This paper proposes novel computational multiscale methods for linear second-order elliptic partial differential equations in nondivergence-form with heterogeneous coefficients satisfying a Cordes condition. The construction follows the methodology of localized orthogonal decomposition (LOD) and provides operator-adapted coarse spaces by solving localized cell problems on a fine scale in the spirit of numerical homogenization. The degrees of freedom of the coarse spaces are related to nonconforming and mixed finite element methods for homogeneous problems.
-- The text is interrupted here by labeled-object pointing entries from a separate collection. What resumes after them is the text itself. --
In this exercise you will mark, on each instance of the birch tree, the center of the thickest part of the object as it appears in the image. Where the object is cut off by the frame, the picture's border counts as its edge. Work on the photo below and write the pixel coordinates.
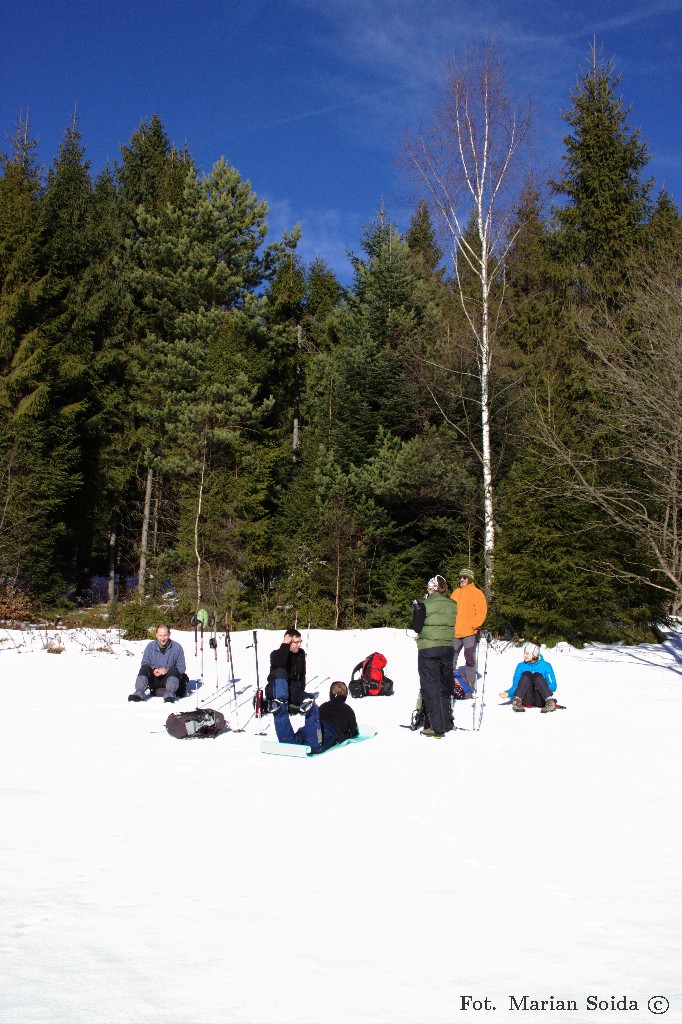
(469, 162)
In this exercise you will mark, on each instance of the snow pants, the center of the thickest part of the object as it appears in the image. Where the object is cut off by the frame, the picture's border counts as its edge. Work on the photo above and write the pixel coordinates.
(435, 681)
(146, 680)
(469, 644)
(295, 691)
(314, 733)
(534, 689)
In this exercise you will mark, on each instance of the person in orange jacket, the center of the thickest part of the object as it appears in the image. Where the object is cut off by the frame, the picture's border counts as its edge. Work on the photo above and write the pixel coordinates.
(471, 611)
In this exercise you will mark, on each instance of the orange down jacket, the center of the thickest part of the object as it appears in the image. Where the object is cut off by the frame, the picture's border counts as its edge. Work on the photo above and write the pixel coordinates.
(471, 609)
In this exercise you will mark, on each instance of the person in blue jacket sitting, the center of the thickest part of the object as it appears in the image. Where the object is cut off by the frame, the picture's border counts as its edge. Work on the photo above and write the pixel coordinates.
(534, 682)
(332, 723)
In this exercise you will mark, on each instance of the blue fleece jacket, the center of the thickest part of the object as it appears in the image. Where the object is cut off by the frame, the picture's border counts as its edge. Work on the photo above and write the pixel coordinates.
(541, 666)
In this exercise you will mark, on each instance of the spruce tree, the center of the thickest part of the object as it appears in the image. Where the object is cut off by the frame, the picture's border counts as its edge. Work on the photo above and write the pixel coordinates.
(605, 199)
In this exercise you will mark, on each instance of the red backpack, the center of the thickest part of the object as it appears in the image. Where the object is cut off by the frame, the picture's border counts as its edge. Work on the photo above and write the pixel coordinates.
(371, 682)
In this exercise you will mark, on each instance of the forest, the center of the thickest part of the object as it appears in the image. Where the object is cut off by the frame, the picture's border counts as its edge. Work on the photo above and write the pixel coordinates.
(190, 415)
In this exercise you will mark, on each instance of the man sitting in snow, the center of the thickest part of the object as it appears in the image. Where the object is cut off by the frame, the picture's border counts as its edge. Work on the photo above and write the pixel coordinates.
(288, 663)
(332, 723)
(534, 682)
(163, 665)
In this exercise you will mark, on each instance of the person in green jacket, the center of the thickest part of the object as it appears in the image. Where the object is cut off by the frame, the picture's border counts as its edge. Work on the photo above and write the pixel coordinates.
(433, 621)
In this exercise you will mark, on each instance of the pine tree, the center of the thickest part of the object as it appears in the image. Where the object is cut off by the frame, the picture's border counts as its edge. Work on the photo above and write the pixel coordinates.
(38, 442)
(605, 200)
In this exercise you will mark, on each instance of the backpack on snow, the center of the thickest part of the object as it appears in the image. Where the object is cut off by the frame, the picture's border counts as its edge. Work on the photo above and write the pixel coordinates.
(371, 682)
(199, 724)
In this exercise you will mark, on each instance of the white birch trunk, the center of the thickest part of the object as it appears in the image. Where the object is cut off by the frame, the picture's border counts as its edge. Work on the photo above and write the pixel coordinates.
(144, 539)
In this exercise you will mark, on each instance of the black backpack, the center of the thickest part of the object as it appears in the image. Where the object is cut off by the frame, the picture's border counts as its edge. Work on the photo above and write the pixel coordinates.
(196, 724)
(371, 682)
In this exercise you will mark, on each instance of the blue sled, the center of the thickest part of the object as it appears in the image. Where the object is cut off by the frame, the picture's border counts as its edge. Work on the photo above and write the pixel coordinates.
(302, 751)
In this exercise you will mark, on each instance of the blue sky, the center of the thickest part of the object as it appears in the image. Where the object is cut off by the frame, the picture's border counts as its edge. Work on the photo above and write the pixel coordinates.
(310, 99)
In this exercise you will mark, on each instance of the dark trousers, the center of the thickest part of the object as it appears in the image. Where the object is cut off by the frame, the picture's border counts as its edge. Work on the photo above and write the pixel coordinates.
(146, 680)
(314, 733)
(295, 690)
(435, 681)
(533, 689)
The rigorous error analysis of one exemplary approach shows that the favorable properties of the LOD methodology known from divergence-form PDEs, i.e., its applicability and accuracy beyond scale separation and periodicity, remain valid for problems in nondivergence-form.

翻译：本文针对满足Cordes条件的具有非均匀系数的线性二阶椭圆型偏微分方程（非散度形式），提出了新型计算多尺度方法。该方法沿用了局部正交分解（LOD）方法论，并通过在细尺度上求解局部化胞元问题，在数值均匀化框架下构建算子自适应粗空间。粗空间的自由度与齐次问题的非协调及混合有限元方法相关联。通过对一种典型方法的严格误差分析表明，LOD方法论在散度型偏微分方程中已知的优良特性（即超越尺度分离和周期性的适用性与精确性）在非散度形式问题中仍然成立。